Portanto baseado neste filme, confirma-se a grande paixão por uma enfermeira Americana, bem mais velha (8 anos), que o tratava por 'garoto'. Ela era voluntária tal como ele e, ao que parece, salvou sua perna porque o cirurgião pretendia fazer o mais fácil : amputar o membro. Hemingway, na sua característica audácia, foi literalmente até à frente da batalha, em Pivea, e infiltrou-se numa trincheira onde estavam os famosos Arditi. Parece que não permaneceu muito tempo na companhia destes bravos homens porque uma bomba caiu sobre a trincheira. Ele transportou às costas um soldado gravemente ferido, o único que sobreviveu além dele, apesar de estar muito combalido. Durante esta façanha, acabou sendo novamente ferido, desta vez atingido gravemente numa perna, que ficou com muitos estilhaços. Acabou hospitalizado em Milão, num hospital para americanos, e foi lá que conheceu a tal enfermeira. Por este episódio heróico os italianos deram-lhe uma medalha de mérito militar.

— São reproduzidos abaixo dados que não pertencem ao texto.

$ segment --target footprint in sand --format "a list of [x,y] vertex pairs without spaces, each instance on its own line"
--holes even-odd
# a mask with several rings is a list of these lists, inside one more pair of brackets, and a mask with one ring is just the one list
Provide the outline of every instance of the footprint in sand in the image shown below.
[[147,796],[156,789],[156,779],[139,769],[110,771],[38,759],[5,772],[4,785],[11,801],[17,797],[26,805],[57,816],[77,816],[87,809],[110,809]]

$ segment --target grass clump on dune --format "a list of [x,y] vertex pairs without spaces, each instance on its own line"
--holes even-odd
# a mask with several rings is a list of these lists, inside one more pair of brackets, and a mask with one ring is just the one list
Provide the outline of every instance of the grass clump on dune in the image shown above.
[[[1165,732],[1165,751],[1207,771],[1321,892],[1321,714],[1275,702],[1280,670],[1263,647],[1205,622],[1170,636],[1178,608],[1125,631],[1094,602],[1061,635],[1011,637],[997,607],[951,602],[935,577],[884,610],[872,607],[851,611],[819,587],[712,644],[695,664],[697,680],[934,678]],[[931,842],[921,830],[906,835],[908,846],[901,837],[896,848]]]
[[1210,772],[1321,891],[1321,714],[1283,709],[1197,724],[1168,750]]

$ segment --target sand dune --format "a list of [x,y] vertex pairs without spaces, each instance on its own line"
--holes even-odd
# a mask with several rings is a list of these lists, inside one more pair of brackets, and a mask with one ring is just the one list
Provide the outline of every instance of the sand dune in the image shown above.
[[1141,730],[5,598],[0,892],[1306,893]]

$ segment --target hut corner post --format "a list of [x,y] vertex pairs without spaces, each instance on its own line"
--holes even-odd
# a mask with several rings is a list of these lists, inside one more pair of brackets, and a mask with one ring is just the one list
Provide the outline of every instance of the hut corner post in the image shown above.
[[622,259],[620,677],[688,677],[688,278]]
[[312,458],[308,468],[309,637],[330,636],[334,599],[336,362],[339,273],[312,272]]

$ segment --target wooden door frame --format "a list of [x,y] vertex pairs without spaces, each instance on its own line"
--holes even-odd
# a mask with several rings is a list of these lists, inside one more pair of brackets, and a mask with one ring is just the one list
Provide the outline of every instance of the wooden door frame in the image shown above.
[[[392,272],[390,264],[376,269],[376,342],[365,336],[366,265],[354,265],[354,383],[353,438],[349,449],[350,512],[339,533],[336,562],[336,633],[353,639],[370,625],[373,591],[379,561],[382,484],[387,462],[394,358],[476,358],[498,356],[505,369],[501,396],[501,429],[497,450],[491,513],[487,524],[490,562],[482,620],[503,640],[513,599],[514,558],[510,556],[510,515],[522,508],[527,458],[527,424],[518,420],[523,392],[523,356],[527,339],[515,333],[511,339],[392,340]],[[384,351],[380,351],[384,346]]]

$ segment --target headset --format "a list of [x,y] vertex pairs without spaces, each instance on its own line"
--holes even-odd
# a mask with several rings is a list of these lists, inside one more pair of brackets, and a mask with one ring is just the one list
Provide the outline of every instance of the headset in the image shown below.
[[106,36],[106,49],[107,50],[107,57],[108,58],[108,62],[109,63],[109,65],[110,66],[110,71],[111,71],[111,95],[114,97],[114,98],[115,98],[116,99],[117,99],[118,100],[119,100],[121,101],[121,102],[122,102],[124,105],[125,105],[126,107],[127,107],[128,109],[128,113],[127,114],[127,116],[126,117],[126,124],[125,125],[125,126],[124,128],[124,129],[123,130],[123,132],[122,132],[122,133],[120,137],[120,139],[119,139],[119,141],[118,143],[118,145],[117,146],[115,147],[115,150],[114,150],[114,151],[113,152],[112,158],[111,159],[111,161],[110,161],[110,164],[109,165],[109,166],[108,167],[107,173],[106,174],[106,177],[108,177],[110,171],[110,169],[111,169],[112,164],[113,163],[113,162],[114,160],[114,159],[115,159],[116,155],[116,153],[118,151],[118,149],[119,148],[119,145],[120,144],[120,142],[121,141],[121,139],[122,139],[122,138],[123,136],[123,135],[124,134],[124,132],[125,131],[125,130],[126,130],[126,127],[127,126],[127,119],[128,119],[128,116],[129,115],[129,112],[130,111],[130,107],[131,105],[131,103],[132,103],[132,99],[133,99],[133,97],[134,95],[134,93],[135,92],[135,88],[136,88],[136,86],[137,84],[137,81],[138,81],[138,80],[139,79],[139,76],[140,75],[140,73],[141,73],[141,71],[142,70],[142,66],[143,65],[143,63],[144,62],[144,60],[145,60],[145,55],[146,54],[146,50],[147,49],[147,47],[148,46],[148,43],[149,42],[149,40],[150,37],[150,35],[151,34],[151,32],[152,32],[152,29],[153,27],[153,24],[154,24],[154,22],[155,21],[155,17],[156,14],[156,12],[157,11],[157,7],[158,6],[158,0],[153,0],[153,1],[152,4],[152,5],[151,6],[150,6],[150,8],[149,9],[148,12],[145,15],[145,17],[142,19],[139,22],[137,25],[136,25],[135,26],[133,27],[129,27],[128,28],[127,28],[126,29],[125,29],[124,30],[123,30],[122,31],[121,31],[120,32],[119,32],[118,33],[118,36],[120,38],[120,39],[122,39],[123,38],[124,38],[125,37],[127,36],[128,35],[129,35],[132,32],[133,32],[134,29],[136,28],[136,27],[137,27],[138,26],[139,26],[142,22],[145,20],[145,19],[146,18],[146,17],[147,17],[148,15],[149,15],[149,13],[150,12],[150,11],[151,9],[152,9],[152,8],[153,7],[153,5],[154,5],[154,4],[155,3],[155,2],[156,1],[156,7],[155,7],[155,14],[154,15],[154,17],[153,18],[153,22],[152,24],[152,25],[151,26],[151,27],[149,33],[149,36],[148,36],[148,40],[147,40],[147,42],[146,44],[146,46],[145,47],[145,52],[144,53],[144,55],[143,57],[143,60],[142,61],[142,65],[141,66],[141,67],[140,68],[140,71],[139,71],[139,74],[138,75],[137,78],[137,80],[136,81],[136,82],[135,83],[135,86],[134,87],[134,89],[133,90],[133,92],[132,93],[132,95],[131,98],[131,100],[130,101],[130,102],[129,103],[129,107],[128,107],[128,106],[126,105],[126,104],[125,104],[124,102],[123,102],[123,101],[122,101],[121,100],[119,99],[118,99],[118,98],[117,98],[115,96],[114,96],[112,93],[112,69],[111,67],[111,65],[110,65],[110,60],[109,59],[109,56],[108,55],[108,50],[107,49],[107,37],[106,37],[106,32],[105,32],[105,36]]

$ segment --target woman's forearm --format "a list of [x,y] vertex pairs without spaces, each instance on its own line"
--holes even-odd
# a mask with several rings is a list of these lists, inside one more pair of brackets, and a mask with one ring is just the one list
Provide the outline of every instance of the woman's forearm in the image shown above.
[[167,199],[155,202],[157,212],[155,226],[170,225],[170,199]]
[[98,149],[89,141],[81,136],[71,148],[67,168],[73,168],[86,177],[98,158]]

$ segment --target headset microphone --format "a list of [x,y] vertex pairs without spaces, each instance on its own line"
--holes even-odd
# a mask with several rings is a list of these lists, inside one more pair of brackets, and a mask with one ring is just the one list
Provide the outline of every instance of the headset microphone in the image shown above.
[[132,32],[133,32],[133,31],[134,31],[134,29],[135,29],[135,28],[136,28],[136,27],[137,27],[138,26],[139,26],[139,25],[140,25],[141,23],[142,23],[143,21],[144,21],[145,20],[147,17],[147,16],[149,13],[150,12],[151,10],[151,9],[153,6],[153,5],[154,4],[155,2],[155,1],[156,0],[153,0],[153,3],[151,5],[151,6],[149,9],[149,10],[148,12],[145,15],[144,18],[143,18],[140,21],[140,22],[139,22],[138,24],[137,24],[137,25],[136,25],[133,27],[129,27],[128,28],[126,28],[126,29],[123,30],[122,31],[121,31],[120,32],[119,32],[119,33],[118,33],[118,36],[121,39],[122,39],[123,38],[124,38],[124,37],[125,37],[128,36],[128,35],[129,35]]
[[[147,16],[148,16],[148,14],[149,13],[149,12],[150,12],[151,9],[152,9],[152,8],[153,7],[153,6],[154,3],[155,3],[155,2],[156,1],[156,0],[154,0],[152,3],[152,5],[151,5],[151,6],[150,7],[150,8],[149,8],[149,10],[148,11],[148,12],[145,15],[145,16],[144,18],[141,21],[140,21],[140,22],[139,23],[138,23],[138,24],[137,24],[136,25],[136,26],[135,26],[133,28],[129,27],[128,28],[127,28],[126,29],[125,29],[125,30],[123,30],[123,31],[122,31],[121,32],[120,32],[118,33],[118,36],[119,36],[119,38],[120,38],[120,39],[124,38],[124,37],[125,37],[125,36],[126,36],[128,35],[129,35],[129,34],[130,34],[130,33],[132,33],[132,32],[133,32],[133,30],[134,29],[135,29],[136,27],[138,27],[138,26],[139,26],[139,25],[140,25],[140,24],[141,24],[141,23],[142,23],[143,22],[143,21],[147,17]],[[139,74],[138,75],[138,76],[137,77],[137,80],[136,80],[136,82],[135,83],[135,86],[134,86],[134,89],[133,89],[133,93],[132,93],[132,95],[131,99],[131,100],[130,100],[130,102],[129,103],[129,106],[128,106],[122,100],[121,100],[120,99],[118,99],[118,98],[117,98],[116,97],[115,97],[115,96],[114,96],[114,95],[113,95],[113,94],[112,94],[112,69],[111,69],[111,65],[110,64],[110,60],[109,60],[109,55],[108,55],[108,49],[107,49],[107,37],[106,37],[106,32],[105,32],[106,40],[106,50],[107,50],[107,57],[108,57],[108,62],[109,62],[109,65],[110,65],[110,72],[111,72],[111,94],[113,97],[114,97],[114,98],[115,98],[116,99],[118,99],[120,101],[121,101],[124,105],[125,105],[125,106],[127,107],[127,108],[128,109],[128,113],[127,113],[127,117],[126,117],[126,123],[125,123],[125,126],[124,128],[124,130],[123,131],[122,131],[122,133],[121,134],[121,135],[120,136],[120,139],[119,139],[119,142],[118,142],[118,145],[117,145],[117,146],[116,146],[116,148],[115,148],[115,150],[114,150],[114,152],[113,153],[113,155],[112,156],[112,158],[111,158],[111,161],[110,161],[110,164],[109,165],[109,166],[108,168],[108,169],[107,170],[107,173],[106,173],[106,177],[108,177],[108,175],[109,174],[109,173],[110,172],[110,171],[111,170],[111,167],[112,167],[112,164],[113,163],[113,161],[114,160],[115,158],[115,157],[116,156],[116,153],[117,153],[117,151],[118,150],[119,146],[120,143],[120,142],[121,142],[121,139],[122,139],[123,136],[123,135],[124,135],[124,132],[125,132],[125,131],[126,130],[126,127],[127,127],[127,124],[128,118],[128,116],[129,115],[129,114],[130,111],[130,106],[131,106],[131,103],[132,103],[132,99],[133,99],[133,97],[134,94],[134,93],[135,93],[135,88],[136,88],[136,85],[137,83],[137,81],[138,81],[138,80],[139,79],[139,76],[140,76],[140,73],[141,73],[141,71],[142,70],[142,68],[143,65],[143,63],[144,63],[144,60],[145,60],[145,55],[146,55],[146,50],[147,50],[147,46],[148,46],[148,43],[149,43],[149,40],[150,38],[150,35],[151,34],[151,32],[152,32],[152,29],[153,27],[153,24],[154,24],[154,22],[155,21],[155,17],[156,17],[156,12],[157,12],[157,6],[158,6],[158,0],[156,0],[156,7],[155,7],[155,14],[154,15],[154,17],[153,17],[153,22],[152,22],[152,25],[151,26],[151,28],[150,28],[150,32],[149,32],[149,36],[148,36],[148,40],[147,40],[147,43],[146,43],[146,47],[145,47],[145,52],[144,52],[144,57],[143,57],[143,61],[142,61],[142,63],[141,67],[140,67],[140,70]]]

Esta mulher, a Catherine Barkley no romance, prometeu casar com o escritor. Iria mais tarde reencontrar-se com Ernest Hemingway, mas não foi, enviando uma carta onde assumiu um romance com outro homem, supostamente o tal cirurgião. Hemingway provávelmente ficou traumatizado para o resto da vida, e é curioso o destino que ele dá a esta mulher no romance ...
O filme apresenta que eles chegaram a consumar a sua paixão e que ela mais tarde foi visitar Hemingway nos EUA para se declarar a ele : não chegou a casar com o tal médico porque amava o escritor. No entanto, parece que esses dois fatos não são verdadeiros, sendo apenas 'invenções' para criar um maior impacto no espectador.
Voltando ao livro, lê-se bem, mas não acho nada de especial. Na época, sim, percebe-se o sucesso que teve ...
ps o seu amor ao alcool, como seria previsivel, está constantemente presente .Descobri neste livro que os EUA tinham declarado a guerra à Alemanha, mas não à Austria.
FRASES NO LIVRO
"O mundo quebra toda a gente, e depois muitos ficam mais fortes no lugar da fractura. Mas àqueles que não consegue quebrar mata-os. Mata os muito bons, os muito doces, os muito corajosos, imparcialmente. Se não sois deses, também vos há-de matar, mas nesse caso não será particularmente apressado."
"O professor de boxe do ginásio tinha um grande bigode, era muito rigoroso e nervoso e ficava deso- rientado quando o atacavam a sério. Mas o ginásio era agradável. Era arejado e luminoso, e eu trabalhava bem, saltando a corda, boxando com um adversário imaginário, fazendo exercícios abdominais; ou então estendia-me no chão, numa mancha de sol que entrava pela janela aberta; e de vez em quando assustava o professor ao jogar com ele."